„Afghanen nicht vergessen“, fragt ein Flüchtling in Griechenland

Ein afghanischer Asylbewerber, der in einem Migrantenlager auf der griechischen Insel Lesbos lebt, macht sich Sorgen, dass Freunde und Familie nach der Eile der Taliban, die Kontrolle über Afghanistan zu übernehmen, nach Hause zurückkehren.

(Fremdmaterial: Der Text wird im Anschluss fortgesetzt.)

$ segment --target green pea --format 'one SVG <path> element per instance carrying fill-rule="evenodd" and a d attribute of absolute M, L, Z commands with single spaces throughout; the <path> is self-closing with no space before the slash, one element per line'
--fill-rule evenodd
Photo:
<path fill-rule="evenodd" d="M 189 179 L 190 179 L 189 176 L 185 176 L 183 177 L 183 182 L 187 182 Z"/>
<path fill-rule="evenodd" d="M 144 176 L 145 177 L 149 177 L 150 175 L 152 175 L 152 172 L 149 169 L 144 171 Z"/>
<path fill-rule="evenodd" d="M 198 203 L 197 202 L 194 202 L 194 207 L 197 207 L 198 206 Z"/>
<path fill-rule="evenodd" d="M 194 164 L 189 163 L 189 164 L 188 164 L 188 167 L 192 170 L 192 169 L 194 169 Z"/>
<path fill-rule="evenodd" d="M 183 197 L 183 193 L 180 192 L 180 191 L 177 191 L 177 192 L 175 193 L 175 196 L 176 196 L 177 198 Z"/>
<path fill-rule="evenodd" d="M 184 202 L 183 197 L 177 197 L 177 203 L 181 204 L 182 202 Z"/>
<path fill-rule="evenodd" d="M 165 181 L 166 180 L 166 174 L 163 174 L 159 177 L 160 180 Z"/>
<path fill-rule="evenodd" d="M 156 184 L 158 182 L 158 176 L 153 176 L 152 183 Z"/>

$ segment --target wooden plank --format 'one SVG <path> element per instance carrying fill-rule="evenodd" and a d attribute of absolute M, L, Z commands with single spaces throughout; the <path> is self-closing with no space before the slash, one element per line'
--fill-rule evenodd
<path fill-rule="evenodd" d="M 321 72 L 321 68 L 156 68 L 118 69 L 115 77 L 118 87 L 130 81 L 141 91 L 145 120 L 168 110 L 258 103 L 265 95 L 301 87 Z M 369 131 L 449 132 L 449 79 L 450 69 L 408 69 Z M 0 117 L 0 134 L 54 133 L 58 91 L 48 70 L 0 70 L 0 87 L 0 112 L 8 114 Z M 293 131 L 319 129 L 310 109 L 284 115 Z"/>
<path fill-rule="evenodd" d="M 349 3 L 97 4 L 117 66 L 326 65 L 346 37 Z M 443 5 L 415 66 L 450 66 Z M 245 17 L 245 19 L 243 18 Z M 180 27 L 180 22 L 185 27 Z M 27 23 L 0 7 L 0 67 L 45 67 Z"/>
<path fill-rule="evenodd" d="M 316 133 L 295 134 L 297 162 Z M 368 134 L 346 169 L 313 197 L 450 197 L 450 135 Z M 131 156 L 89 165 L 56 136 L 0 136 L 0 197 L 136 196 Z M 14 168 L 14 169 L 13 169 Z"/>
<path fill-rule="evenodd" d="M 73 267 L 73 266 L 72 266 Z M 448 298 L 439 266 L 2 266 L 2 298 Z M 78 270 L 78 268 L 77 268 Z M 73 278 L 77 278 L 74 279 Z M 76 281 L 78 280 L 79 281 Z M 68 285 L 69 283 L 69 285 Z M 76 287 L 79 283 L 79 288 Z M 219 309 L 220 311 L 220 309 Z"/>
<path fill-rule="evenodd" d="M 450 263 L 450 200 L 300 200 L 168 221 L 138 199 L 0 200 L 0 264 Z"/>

„Das ist eine Katastrophe“, sagte eine 21-jährige Frau, die sich weigerte, ihren Nachnamen anzugeben, gegenüber Reuters. „Was passiert jetzt in Afghanistan für die jüngere Generation? Für Kinder? Für Frauenrechte? Alles wurde von den Taliban zerstört.“

Elena (wie sie sich Reportern vorstellte) war eine von etwa 500 afghanischen Asylbewerbern und lokalen Aktivisten, die am späten Montagabend an dem Protest teilnahmen, eine große afghanische Flagge hissten und neben einem Plakat saß, auf dem stand: „Wir sagen nein zu den“ Taliban.“

Die Taliban brauchten etwas mehr als eine Woche, um die Kontrolle über Afghanistan zu übernehmen, nachdem die Regierungstruppen, die jahrelang von den Vereinigten Staaten und anderen Ländern ausgebildet und ausgerüstet worden waren, sich schändlich ergeben hatten.

Die Militanten versuchten, gemäßigter zu erscheinen und versprachen, die Rechte der Frauen zu respektieren und die Menschen zu schützen. Viele Afghanen befürchten jedoch, dass die Taliban zu den harten Praktiken ihrer Herrschaft von 1996-2001 zurückkehren werden, als Frauen nicht arbeiten durften und mit öffentlicher Steinigung bestraft wurden.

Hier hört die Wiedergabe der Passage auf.